From the Journal of Clinical Oncology.
In April 2021, President Biden pledged to drastically reduce greenhouse gas (GHG) emissions by 50% relative to 2005 levels by 2030. This ambitious agenda will inevitably require significant changes across the breadth of the United States economy, including the health care sector. According to previous studies, the health care industry accounts for roughly 8.5% of total GHG emissions in the United States (the most in the world in per-capita and absolute terms),1,2 and in recent years, the provision of cancer care has increasingly been included in discussions about decarbonization.3,4 We believe that surgical oncologists are a crucial stakeholder community in the implementation of associated priorities for two reasons. First, owing to the prevalence of consumables, heating, ventilation, and air conditioning (HVAC) systems, volatile anesthetic gases, and sterilization processes, operating rooms (ORs) partially account for 70% of a hospital’s waste and are three to six times more carbon-intensive than the hospital as a whole, according to a 2017 life cycle analysis.5–7 In 2014, the release of hydrofluorocarbon and chlorofluorocarbon anesthetic gases stood at the equivalent of 3 million tons of carbon dioxide, with 80% of emissions from desflurane alone.8,9 Second, carbon-intensive minimally invasive surgical approaches, that is, laparoscopic and robotic-assisted, have become mainstays in the management of several cancers, for example, uterine, oropharyngeal, colorectal, and prostate.10–15 For example, the robotic hysterectomy has been associated with a carbon footprint of 814 KgCO2e, commensurate with a 2,273 mile journey in a gasoline car.16 This is salient because the adoption of robotic-assisted procedures increased eight-fold from 2012 to 201811 and overall minimally invasive surgical activity in the United States is associated with total CO2 emissions of 355,924 tons per year, synonymous with a country-level ranking of 198th among UN member states.17
https://ascopubs.org/doi/full/10.1200/JCO.21.02581
Here is the press release for this “publication”.
Operating rooms are the climate change contributor no one’s talking about
Two surgeons-in-training suggest some sustainable solutions for their energy-intensive discipline.
MICHIGAN MEDICINE – UNIVERSITY OF MICHIGAN
CREDIT: JACOB DWYER/MICHIGAN MEDICINE
In April 2021, during the Leaders Summit on Climate, President Biden announced his goal to drastically reduce the United States’ greenhouse gas emissions by 2030.
Victor Agbafe was watching the address on TV. The University of Michigan Medical School student, who is also studying law at Yale, immediately texted a few mentors, including Michigan Medicine integrated plastic surgery resident Nicholas Berlin, M.D., M.P.H., M.S.
The question that emerged from their messages was a crucial one: What role can the medical community, which accounts for about 8.5% of America’s greenhouse gas emissions, play in these climate change reduction efforts?
A year later, research that Agbafe and Berlin led outlines some answers.
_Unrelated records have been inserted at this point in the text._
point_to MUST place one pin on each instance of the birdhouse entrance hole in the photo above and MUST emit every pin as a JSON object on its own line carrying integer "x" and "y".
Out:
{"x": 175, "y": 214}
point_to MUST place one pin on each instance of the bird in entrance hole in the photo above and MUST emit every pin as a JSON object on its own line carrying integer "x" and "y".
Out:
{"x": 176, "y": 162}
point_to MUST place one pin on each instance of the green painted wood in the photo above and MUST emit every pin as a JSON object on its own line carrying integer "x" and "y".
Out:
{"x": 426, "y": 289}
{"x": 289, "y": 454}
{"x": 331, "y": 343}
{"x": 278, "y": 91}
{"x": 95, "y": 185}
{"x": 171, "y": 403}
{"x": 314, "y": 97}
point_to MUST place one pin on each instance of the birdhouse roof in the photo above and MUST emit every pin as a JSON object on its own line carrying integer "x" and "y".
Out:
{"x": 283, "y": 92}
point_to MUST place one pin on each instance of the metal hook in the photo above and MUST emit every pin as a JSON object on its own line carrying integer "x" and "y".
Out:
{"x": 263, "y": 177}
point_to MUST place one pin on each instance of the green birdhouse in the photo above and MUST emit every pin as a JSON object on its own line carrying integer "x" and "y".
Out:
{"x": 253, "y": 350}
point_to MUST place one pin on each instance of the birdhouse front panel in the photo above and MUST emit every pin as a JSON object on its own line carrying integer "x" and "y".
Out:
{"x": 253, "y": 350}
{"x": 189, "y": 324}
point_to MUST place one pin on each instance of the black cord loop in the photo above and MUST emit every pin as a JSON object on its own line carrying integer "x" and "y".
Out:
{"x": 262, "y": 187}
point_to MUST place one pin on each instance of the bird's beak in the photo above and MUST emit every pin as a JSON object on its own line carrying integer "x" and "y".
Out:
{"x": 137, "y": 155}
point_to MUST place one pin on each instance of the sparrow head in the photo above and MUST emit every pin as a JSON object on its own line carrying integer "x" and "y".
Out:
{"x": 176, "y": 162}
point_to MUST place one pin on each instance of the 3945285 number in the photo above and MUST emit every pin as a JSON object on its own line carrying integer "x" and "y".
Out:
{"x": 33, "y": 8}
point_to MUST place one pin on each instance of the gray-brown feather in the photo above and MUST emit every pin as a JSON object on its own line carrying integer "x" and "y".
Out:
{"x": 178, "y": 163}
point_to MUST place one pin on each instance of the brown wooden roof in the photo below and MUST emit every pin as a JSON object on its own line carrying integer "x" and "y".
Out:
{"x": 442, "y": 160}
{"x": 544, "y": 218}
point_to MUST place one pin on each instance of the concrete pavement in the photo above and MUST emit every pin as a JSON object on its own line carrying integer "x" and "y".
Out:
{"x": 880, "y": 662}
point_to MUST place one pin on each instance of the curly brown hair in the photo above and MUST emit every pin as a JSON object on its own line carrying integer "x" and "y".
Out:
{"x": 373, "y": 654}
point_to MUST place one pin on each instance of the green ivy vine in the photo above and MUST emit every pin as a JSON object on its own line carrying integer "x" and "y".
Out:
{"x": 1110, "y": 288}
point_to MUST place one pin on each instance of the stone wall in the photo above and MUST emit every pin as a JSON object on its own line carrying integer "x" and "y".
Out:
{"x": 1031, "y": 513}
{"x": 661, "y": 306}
Their paper describes how surgery, particularly cancer surgery, contributes to climate change and suggests some solutions to combat the problem, from reducing waste to rethinking how surgical care is delivered.
“In general, these ideas are good for our planet,” Agbafe said. “But also, surgery unfortunately plays a disproportionate role in the carbon output and the waste we produce in medicine.”
Operating rooms are a massive source of greenhouse gas production for hospitals, representing 70% of their waste and generating three to six times as much carbon as the rest of health systems.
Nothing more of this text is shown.